Jeder Wahnsinn muß irgendwann enden. Dieses Ende bestimmen die Götter, nicht die Menschen. Arthur war den ganzen Sommer lang rasend vor Liebe gewesen, und es war - trotz unserer niedrigen Dienste - ein guter Sommer gewesen, denn Arthur im Glück war ein bezaubernder, großzügiger Lord. Doch als der Herbst Wind, Regen und goldenes Laub durchs Land trieb, schien er aus seinem Sommertraum zu erwachen. Er war zwar immer noch verliebt - ich glaube nicht, daß seine Liebe zu Guinevere jemals aufhörte -, in diesem Herbst wurde ihm jedoch bewußt, wieviel Schaden er Britannien zugefügt hatte. Statt Frieden herrschte nur ein feindseliger Waffenstillstand, und der konnte, das wußte er, nicht lange dauern.
Wir fällten Eschenbäume, um Speerschäfte zu schnitzen, und die Hütten der Schmiede hallten wider vom Klang der Hämmer auf dem Amboß. Sagramor wurde von der sächsischen Front zurückgerufen, damit er näher am Herzen des Königreichs war. Arthur schickte einen Boten zu König Gorfyddyd - mit der Botschaft, daß er sich der Kränkung, die er dem König und seiner Tochter zugefügt habe, bewußt sei und daß er sich dafür entschuldige, trotzdem aber eindringlichst darum bitte, dennoch Frieden in Britannien zu halten.
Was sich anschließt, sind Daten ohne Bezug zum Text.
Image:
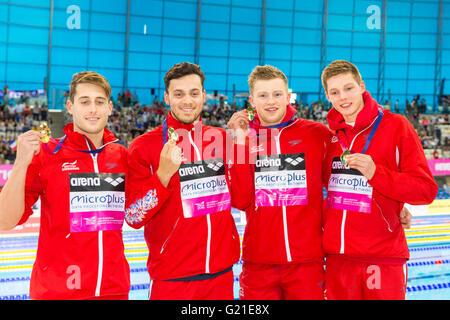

An Ceinwyn schickte er ein Halsband aus Perlen und Gold, aber Gorfyddyd schickte das Halsband zurück - drapiert um das abgeschlagene Haupt des Boten. Wie wir hörten, hatte Gorfyddyd aufgehört zu trinken und die Herrschaft über sein Königreich von seinem Sohn Cuneglas zurückgefordert. Diese Nachrichten bestätigten, daß es keinen Frieden geben würde, bis das Unrecht, das Ceinwyn angetan wurde, durch die Langspeere von Powys gerächt worden war.
Von überall her brachten Reisende schicksalsschwere Nachrichten. Die Lords »Hinter dem Meer« schickten neue irische Krieger in ihre küstennahen Königreiche. Die Franken zogen Kriegshorden an der Grenze von Armorica zusammen. Powys speicherte seine Ernte, und die Landwehr wurde ausgebildet, mit dem Speer zu kämpfen, statt das Getreide mit Sicheln zu schneiden. Da sich Cuneglas mit Helledd von Elmet vermählt hatte, trafen ständig Männer aus jenem nördlichen Land ein, um die Reihen der Armee von Powys zu verstärken.